With his bestseller ‘The Industries of the Future’, published in 2015 and translated to fifteen languages, Alec Ross established himself as a sought-after opinion leader for technological megatrends. His vast experience in ‘all things tech’ stems from a multifaceted professional journey. In 2000, he and three colleagues co-founded a technology-focused social enterprise and grew it from modest origins in a basement into a global organisation serving millions of low-income people, with programs on four continents. Nine years later, he joined Secretary of State Hillary Clinton to become Senior Advisor for Innovation. After leaving the Department of State in 2013 he joined the School of International and Public Affairs, Columbia University as a Senior Fellow. Today, Ross is a Distinguished Visiting Fellow at Johns Hopkins University.
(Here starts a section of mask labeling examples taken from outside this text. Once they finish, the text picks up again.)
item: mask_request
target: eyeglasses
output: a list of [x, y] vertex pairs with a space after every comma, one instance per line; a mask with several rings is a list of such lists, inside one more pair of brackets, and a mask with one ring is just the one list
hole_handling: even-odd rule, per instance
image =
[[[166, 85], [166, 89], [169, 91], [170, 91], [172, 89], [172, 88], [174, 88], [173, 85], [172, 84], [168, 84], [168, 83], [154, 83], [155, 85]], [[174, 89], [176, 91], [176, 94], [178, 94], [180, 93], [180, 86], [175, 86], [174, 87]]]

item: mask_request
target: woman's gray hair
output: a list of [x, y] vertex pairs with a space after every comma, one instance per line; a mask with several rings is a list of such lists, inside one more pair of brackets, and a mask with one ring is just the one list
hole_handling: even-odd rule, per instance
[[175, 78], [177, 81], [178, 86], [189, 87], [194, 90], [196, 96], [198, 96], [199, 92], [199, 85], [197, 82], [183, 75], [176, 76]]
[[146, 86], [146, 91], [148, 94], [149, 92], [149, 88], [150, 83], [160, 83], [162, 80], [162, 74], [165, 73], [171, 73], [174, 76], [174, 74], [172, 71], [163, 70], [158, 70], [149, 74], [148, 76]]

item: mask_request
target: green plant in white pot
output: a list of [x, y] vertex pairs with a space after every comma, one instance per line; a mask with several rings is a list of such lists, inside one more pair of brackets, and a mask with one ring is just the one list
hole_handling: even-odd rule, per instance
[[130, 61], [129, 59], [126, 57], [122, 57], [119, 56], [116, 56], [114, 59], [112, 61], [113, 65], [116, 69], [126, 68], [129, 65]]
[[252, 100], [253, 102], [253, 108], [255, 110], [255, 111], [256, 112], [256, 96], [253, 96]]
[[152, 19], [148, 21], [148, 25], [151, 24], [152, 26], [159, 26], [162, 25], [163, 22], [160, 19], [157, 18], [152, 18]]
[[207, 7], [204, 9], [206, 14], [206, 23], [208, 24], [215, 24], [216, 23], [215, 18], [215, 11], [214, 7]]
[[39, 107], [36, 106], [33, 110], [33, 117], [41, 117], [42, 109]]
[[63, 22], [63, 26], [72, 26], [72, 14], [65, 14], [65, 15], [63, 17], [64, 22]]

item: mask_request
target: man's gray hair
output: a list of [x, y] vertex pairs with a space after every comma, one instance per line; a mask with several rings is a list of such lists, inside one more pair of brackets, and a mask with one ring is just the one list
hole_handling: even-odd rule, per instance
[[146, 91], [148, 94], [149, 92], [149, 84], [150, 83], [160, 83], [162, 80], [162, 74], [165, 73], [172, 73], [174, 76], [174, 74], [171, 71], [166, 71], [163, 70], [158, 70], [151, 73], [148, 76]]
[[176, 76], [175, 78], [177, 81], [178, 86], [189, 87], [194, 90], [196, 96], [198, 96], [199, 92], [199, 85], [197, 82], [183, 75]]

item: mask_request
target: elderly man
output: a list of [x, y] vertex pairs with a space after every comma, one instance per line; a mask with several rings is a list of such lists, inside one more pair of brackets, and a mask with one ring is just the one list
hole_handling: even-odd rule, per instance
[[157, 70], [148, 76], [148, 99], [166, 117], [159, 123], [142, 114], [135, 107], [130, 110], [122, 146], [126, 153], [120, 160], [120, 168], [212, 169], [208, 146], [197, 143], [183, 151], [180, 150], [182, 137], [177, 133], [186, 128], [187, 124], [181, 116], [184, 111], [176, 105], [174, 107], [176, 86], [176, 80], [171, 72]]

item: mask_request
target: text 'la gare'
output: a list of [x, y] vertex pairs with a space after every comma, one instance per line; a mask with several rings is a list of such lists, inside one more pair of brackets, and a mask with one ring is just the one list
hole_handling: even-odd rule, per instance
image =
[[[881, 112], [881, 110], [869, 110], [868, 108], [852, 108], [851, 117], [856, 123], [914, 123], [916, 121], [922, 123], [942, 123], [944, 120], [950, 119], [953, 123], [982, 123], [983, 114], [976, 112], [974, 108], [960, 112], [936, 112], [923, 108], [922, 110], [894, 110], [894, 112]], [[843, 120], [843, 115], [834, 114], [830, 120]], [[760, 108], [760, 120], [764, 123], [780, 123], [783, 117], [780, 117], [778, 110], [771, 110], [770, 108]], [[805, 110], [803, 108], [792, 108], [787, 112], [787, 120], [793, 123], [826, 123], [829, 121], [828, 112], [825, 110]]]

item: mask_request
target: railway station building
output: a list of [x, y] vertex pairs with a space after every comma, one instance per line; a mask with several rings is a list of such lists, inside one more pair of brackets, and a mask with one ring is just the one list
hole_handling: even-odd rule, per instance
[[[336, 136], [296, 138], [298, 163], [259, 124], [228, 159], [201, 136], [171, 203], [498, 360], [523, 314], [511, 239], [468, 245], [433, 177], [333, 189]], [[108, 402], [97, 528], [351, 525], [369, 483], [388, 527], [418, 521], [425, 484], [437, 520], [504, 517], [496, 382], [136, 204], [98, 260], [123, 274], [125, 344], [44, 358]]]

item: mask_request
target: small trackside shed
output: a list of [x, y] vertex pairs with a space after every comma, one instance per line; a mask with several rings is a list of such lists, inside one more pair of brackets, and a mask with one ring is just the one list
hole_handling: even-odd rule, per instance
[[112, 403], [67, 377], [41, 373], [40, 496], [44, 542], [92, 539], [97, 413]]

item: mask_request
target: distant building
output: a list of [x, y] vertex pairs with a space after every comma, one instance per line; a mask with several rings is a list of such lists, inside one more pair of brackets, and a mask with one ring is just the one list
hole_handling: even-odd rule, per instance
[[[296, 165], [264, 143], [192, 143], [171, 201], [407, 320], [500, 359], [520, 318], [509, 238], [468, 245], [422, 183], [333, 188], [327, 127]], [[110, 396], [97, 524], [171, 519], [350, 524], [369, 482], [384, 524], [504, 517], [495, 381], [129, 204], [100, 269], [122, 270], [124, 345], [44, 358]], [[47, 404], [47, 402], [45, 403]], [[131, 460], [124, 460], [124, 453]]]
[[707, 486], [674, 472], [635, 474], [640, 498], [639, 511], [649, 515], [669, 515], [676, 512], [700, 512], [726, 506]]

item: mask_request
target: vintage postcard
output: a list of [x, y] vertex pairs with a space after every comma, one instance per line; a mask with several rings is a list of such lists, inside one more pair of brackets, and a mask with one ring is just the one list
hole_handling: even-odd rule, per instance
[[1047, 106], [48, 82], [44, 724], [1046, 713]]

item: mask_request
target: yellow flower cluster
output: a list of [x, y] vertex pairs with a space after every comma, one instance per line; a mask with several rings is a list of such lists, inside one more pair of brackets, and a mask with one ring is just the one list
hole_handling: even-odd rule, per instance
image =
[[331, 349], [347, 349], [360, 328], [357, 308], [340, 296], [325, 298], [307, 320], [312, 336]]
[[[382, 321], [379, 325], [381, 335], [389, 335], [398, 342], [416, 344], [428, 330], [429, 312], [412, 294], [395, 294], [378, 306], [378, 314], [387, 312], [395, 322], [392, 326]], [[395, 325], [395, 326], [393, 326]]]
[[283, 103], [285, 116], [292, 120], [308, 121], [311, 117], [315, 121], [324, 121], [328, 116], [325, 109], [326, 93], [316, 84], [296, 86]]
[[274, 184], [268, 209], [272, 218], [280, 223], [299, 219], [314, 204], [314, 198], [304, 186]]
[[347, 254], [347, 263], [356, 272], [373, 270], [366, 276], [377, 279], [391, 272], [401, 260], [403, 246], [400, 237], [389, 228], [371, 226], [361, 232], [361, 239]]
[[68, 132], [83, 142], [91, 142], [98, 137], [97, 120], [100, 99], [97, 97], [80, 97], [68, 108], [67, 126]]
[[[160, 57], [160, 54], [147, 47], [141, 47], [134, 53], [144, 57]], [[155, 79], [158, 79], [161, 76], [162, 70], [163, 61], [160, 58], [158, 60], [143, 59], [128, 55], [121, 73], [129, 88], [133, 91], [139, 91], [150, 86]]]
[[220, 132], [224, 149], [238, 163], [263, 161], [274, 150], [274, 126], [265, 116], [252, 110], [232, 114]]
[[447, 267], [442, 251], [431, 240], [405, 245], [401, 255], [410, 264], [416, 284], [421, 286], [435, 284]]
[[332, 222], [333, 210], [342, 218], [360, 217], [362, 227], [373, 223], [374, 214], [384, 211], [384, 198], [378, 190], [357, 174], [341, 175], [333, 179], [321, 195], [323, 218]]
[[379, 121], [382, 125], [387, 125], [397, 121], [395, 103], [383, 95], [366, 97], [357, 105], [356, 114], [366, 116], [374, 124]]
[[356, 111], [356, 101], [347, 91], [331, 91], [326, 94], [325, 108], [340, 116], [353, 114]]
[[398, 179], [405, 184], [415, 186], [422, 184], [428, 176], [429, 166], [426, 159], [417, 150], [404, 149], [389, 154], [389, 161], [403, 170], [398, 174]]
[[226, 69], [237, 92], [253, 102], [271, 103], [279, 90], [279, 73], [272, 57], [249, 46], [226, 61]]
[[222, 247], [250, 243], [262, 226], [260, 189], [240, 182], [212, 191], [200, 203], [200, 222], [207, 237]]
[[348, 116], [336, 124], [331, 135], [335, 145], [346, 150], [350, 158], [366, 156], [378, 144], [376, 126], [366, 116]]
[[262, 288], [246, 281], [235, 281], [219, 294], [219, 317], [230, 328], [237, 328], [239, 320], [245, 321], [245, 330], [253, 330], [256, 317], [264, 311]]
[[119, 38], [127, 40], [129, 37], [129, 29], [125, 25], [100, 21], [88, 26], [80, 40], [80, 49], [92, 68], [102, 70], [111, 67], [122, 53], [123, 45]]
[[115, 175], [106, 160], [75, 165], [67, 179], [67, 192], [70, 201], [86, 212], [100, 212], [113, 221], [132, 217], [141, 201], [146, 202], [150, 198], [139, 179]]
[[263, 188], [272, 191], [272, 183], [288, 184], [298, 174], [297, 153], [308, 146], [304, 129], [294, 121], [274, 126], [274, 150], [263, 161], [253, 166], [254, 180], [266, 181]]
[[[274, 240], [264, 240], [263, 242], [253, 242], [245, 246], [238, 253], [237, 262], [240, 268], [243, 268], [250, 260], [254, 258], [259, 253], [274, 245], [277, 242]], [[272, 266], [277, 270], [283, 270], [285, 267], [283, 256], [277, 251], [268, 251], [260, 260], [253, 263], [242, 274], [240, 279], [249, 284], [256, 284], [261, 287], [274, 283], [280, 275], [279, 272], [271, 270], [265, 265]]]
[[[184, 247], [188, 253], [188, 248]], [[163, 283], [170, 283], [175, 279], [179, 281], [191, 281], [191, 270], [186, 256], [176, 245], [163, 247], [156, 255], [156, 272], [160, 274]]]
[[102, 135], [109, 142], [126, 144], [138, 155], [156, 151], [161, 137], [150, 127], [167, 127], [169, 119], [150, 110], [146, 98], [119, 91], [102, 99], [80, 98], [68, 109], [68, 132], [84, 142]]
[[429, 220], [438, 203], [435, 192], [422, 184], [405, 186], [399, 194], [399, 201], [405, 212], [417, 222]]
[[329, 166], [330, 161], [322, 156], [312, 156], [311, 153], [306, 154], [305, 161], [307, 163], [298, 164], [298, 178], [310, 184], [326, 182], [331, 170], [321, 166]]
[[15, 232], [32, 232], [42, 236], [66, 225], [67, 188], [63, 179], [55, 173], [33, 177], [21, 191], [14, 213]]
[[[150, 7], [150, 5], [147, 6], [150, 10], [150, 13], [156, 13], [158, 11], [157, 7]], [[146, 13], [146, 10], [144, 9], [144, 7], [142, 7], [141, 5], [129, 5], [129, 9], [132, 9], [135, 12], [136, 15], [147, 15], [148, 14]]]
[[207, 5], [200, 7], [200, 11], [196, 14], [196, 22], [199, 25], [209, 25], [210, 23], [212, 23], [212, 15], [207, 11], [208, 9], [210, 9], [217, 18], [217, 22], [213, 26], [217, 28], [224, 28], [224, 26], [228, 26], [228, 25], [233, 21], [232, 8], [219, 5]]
In an interview with Julius Baer, Ross summarised his thoughts about the impact of artificial intelligence on the economy and society.
What is AI?
Alec Ross: I would define artificial intelligence as a machine not just querying a big database but actually engaging in what is called machine learning – actually learning from the various inputs that are coming in to it.
Is it a hype?
I think artificial intelligence is more than hype. Certainly, right now, everybody is reading and learning about it. Everybody is sort of frothing with intention and trying to understand what artificial intelligence is. But if you have a long enough perspective, if you think about what the impact of artificial intelligence will be not this year or next year, but over the next five, ten, or fifteen years then, if anything, I think that artificial intelligence is under-hyped.
Who will be the big global players?
First and foremost to the US and China. China has demonstrated leadership out of Beijing and a will and a strategy that no other country has in terms of its level of precision, its level of investment and that is very impressive. From the startups themselves, I’m most impressed by what is coming out of the Unites States. So, I think the two countries up to this point that are most impressing me are, perhaps not surprisingly, the US and China.
Which areas will be most affected?
Any kind of labour that can be highly routinized is going to be taken over by the zeros and ones of computer code. The routine work of an average accountant, I think in two to three years is going to be much better done by a machine than by a human being. At the upper levels, the really high-skilled accounting that requires levels of complex thinking, emotional intelligence and understanding of client needs and what have you, that will continue to be done, I believe, by humans. But anything that can be routinized – the basic work of lawyers, the basic work of accountants, even the basic work of certain kinds of surgeries, I think can and will be supplanted by AI.
How can investors take advantage?
I think the best investment opportunities right now, if you’re willing to be patient, are in private markets. I think that is what’s most interesting. Again, the Alibabas, the Amazons, the Facebooks are all intelligently integrating AI. But if you are talking about the new platforms or the entirely new applications – those things that will be foundational in artificial intelligence – where people are imaging and inventing the future, I believe, is still early stage. Money is going to be lost there, but a whole lot of money is going to be made as well.